For a gloriously long while last week, nobody could, and the sports world reveled in the upside-the pure excitement of having a problem child. Jim Courier, 21, finally took him apart, methodically and in straight sets, in the semifinals. But until then all the best young tennis studs could not keep up with the man who’s gone from Beatle bangs to body wave before our eyes. They came, they saw a man whose shots seemed to date to an era when racquets were smaller and the ball traveled with less topspin-and then Connors conquered, albeit almost never without a heavy dose of drama. His opening round match against 25-year-old Patrick MeEnroe ended at 1:35 a.m. His Labor Day cookout of Aaron Krickstein took four hours and 41 minutes. That, of course, included a long and well-miked tirade against the umpire, whom Connors repeatedly referred to as “an abortion.”

How would he like to be called that, someone asked Connors? “I’ve been called worse,” he shot back. Not recently, though; he’s now the man in the Teflon tennis togs. Martina Navratilova, 34, who lost to Monica Seles in the final, drew inspiration from Jimmy’s aggressiveness. “I’m a spring chicken next to him,” she said. And John McEnroe, who might have been jealous, seemed jubilant about Jimbo’s success. After Connors qualified for the semis, MeEnroe rushed to the locker room, where a guard was trying to keep out well-wishers. “I’ve come to see President Connors,” he said, charging up the stairs.

And so Connors became the most compelling proof yet that this is the decade of the aging athlete. Not even the no-hitter Nolan Ryan tossed last May at 44, or the gallant attempt that George Foreman made, at 42, to regain the heavyweight championship, softened the surprise of Connors’s sudden re-emergence. “Jimmy himself keeps saying he can’t believe what’s happening,” says his manager, Ray Benton. “He’s been calling me and saying things like, ‘It feels like a dream’.” Connors repeatedly said last week that he was operating on emotion, that his mind was boggled by “this second chance someone has given me” and that it would take him “six months to sort out the feelings” he was experiencing as he fought, cussed and slammed his way through the Open.

What he was describing, however, was pretty much business as usual. Connors has never relied solely on his footwork and shot selection, as extraordinary as those assets are, and his harangue-time has stayed fairly steady over the years. “The secret of Jimmy’s big comeback,” says Benton, “is that he never really went away.” Connors was still hanging tough against the top-ranked players in the world when he injured his wrist last fall in Italy.
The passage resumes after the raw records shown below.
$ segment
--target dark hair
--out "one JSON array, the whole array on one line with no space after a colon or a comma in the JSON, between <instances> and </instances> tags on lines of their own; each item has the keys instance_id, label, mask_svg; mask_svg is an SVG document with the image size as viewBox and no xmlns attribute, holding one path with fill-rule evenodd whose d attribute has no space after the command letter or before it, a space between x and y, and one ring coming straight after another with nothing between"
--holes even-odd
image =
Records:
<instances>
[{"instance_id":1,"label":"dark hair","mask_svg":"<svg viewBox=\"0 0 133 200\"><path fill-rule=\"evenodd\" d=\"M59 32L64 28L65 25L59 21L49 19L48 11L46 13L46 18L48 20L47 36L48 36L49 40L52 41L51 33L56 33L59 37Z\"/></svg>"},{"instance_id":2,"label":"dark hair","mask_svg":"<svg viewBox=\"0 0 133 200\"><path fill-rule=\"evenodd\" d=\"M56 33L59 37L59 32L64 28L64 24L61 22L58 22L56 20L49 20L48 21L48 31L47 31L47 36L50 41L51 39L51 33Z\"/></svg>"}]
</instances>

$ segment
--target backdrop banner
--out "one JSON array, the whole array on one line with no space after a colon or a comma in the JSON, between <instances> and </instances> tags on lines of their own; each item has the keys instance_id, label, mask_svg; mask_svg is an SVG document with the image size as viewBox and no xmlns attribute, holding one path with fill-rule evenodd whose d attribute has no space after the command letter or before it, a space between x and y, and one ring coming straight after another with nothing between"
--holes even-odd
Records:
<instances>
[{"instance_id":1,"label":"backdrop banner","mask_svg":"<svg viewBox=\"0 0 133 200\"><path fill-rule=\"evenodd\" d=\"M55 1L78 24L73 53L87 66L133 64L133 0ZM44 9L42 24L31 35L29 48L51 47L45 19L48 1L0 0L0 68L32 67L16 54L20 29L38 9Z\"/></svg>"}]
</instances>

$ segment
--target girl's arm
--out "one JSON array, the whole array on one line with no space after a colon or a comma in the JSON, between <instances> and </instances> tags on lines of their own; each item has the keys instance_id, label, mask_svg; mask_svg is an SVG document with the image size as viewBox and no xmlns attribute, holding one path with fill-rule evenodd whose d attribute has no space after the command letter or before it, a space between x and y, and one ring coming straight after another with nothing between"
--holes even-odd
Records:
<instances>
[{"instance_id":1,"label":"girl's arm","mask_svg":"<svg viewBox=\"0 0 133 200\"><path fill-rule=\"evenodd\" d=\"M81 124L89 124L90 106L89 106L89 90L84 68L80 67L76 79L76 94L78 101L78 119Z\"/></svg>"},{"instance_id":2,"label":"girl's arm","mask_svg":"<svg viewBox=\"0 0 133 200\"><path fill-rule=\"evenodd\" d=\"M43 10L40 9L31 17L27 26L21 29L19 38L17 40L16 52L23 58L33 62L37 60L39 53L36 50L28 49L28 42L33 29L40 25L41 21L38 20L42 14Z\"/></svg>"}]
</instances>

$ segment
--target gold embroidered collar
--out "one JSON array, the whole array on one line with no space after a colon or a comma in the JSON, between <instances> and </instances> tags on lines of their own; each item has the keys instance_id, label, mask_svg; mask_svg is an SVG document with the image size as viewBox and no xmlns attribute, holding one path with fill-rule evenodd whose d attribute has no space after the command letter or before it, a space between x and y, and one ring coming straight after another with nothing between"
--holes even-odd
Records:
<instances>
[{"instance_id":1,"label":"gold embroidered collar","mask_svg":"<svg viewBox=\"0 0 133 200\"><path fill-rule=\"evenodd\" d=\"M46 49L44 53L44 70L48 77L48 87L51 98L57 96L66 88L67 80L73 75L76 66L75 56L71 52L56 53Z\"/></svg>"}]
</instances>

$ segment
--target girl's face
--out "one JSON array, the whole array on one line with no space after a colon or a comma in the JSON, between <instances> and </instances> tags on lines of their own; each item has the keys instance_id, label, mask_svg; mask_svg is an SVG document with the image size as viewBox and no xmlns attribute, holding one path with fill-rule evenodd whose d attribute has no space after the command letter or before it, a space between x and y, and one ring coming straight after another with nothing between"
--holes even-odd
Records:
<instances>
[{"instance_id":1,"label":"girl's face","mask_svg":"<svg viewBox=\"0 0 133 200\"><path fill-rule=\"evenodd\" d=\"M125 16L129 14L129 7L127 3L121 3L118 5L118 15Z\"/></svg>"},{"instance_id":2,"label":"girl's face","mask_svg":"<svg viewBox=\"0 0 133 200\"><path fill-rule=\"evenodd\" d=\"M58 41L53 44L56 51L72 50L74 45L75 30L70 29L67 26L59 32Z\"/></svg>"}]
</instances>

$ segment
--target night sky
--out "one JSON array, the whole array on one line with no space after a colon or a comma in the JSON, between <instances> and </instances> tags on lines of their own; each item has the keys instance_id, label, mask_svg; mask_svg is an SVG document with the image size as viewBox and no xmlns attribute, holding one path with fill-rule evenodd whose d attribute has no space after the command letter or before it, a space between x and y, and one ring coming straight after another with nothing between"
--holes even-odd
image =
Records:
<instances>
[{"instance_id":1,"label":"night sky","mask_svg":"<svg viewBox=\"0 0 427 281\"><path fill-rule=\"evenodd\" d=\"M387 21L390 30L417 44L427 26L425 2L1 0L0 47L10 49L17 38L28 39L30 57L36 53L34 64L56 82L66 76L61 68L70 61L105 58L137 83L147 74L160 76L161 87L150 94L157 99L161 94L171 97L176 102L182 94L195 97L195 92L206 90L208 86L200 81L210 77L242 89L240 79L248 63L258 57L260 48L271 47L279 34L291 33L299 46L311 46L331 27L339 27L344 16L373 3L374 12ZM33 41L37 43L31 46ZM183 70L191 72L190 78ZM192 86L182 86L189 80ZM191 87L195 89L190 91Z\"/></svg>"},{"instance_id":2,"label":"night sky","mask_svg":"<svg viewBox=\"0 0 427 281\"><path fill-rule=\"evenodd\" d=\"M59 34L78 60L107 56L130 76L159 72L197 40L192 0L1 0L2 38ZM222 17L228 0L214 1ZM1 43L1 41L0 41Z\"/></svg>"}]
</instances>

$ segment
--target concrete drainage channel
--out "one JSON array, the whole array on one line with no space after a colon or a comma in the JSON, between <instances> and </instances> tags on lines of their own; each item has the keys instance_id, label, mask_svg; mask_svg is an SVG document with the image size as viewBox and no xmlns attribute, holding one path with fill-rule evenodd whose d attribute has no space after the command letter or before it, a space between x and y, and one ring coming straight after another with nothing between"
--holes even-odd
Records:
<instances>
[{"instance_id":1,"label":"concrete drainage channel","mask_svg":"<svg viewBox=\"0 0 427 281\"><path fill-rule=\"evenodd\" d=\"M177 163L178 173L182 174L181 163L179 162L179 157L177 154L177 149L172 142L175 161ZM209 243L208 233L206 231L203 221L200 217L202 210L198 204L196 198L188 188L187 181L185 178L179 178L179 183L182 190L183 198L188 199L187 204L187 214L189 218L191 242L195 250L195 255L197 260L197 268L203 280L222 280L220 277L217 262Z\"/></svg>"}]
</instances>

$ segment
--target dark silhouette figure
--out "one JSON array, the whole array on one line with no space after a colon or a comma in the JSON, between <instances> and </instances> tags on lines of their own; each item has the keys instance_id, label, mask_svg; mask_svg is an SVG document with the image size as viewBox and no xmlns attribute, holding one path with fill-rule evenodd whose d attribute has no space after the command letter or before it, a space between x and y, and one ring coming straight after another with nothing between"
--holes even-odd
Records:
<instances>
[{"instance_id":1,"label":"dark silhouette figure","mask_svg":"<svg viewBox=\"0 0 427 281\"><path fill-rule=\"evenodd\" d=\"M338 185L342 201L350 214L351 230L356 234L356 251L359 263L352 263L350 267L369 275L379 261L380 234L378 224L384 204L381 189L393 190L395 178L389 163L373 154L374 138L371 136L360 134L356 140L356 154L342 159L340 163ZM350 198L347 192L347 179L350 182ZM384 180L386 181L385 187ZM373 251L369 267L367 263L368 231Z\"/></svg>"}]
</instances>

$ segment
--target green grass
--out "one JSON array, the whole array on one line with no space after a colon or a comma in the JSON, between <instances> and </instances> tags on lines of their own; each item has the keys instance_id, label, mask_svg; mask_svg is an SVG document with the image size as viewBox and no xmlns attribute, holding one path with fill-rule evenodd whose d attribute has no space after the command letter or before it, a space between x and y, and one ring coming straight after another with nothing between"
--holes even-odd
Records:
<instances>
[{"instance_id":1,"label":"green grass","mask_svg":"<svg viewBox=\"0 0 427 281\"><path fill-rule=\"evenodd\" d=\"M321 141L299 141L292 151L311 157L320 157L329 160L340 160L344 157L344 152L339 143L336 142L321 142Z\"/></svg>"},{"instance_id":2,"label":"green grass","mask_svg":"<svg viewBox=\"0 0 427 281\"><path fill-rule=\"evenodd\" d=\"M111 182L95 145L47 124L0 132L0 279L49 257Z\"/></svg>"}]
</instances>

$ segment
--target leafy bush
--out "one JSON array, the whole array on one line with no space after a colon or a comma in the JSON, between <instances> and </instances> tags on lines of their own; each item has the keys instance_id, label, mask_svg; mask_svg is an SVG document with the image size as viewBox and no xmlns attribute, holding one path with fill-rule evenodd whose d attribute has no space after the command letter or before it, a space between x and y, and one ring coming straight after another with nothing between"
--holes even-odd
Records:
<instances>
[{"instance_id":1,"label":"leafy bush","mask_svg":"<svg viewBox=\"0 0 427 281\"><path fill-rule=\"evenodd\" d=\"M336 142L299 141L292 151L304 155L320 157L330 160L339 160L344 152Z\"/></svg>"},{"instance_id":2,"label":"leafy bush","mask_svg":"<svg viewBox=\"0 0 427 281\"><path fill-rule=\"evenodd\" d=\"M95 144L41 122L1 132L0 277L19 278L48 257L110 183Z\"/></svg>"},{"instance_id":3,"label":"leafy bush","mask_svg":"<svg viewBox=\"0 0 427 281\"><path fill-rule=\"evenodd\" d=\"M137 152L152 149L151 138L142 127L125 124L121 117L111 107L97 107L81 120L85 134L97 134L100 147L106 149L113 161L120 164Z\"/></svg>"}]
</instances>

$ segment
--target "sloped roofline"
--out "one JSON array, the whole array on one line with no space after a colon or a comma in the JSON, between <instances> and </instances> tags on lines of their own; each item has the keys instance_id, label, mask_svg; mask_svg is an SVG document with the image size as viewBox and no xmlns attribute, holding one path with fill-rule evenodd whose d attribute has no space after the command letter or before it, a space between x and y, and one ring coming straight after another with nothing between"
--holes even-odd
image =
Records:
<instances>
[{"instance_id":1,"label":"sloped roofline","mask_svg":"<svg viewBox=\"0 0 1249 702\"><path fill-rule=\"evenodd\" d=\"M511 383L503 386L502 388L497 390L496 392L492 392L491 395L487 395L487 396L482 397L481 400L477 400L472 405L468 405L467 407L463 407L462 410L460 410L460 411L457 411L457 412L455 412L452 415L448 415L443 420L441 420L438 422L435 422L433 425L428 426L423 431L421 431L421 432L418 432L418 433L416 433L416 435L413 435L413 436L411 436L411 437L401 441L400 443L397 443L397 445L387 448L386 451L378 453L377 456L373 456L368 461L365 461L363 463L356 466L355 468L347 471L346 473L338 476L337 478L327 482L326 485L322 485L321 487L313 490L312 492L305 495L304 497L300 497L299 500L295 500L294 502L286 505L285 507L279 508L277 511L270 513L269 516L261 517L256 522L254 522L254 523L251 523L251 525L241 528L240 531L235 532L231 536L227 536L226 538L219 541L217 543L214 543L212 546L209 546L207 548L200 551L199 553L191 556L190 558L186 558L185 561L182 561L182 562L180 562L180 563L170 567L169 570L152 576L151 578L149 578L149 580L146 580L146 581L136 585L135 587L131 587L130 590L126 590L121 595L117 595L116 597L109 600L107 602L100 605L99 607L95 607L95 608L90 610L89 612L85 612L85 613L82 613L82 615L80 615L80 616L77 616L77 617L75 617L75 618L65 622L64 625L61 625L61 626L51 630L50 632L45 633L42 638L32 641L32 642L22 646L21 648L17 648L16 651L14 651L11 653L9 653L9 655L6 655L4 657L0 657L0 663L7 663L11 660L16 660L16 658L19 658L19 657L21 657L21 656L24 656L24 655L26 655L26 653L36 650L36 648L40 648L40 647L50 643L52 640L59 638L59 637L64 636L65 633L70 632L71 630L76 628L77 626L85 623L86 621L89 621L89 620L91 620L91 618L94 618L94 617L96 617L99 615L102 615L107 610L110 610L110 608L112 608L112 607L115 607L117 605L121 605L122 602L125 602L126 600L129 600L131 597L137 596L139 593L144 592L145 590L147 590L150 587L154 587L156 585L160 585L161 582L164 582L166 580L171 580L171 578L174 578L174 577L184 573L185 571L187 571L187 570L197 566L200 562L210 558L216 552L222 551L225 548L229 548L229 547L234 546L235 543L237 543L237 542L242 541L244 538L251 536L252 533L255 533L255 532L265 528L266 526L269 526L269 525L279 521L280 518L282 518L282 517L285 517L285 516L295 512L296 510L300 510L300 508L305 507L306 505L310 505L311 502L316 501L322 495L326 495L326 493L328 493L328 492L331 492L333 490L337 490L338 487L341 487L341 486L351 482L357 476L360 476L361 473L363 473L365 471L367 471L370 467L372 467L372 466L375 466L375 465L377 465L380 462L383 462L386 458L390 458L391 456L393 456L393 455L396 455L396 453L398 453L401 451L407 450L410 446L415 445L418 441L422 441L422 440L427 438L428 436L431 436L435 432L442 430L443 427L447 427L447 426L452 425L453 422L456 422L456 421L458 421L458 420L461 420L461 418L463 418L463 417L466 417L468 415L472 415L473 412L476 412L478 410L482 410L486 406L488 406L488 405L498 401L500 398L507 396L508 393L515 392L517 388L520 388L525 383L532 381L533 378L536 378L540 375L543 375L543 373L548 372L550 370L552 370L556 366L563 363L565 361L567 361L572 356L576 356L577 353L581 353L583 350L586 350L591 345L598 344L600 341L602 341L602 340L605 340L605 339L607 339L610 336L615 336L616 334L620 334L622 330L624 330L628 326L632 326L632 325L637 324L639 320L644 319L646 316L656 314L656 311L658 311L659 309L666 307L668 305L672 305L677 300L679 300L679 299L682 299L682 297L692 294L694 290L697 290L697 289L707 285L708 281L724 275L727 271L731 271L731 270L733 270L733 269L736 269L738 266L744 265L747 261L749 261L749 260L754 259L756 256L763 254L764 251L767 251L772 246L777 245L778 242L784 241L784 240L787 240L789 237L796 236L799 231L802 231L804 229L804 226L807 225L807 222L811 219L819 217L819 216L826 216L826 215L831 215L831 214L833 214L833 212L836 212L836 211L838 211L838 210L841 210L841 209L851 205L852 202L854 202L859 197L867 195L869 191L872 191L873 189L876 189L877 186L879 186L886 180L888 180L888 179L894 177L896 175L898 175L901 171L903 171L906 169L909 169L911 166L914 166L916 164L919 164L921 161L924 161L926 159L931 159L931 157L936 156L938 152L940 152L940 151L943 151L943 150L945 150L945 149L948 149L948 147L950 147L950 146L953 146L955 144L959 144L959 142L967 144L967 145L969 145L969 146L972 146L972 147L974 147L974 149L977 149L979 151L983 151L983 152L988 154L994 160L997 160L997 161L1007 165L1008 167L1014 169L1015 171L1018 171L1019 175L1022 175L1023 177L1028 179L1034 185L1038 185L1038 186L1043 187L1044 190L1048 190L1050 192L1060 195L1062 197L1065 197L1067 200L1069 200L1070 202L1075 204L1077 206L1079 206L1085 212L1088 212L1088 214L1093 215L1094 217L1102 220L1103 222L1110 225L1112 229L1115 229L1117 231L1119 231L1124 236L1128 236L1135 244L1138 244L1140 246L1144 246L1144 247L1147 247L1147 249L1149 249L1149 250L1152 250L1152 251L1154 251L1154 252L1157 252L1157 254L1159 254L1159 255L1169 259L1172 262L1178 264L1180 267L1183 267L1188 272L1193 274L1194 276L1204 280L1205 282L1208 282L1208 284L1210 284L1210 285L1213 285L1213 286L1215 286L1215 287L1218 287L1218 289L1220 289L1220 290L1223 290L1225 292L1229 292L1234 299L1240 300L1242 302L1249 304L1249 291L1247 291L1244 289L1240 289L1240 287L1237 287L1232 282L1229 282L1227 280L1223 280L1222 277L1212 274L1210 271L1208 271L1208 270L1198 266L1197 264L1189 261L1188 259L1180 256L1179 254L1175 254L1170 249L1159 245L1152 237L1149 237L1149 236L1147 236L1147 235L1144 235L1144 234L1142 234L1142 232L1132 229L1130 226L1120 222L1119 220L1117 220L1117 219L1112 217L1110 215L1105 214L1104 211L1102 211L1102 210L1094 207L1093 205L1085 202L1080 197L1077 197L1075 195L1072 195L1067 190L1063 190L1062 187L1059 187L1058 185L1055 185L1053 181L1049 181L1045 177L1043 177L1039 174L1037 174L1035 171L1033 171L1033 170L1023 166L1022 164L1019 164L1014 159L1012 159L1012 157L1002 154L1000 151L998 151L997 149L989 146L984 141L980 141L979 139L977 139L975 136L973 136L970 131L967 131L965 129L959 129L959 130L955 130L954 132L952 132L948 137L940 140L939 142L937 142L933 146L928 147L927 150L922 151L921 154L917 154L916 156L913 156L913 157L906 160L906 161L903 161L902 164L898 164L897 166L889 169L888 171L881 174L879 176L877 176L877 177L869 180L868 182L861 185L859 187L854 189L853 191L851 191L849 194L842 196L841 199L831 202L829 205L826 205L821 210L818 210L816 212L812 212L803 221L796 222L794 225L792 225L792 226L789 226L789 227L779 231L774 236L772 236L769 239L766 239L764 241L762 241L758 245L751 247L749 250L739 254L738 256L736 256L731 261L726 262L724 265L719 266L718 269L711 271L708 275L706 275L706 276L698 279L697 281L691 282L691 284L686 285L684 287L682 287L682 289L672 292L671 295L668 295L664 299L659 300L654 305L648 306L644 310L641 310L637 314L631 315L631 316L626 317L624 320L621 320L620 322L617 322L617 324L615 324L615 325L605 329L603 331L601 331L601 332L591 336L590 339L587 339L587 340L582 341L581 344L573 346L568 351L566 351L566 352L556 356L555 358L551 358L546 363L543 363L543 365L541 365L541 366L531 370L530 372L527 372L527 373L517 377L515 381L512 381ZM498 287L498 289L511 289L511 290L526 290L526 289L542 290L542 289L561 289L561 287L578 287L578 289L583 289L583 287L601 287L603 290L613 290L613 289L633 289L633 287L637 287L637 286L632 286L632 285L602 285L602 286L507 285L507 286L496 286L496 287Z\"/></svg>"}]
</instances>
He had an operation, then took a few months off, but he never stopped running a few miles each day, working out on the Stairmaster and watching his diet. He has resisted the trend toward weight training, preferring, says his manager, “to stay in shape for tennis by playing tennis.” These days he weighs 155, almost 15 pounds less than he did in the mid-’70s.

When he went four extraordinary sets with Michael Chang in this year’s French Open, the tennis world knew he was just weeks away from a level of conditioning known as match-toughness. He gets a massage after each match, and occasionally takes mineral replenishments intravenously. At his age, he says, it sometimes takes a game or two before he stops feeling sluggish. But then, he is “seeing the ball” at times “better than I ever have.” His state of mind is much harder to gauge, though he has a reputation as someone who never drank, took drugs or complained about the travel, the pressure or the possibility of burnout. “Anyone who talks like that,” he says disgustedly, “makes me certain that youth is wasted on the young.” Connors often mentions his wife, of 12 years, Patti, and their children, Brett, 12, and Aubree-Leigh, 6, as mellowing influences, but beyond that his personal life is not for public consumption. It is not only that he cherishes privacy; he hates mellowness. “My biggest problem is not opponents,” he says, “it’s how to cope with myself.”

But is Connors really still crazy after all these years, or simply sane enough to believe tennis should not be two spiritual Swedes endlessly exchanging perfect groundstrokes until everyone falls asleep? Deep into his match against Haarhuis, Connors spotted a verbal altercation between two men in the corporate boxes, Naturally, he was delighted. “Hey,” he called from his spot on the service line, “that’s not supposed to happen in this country-club sport.” Minutes later, Connors was feigning an injury by grabbing his crotch and groaning. Just ask anyone in that country-club sport: Jimmy Connors wasn’t supposed to happen, either.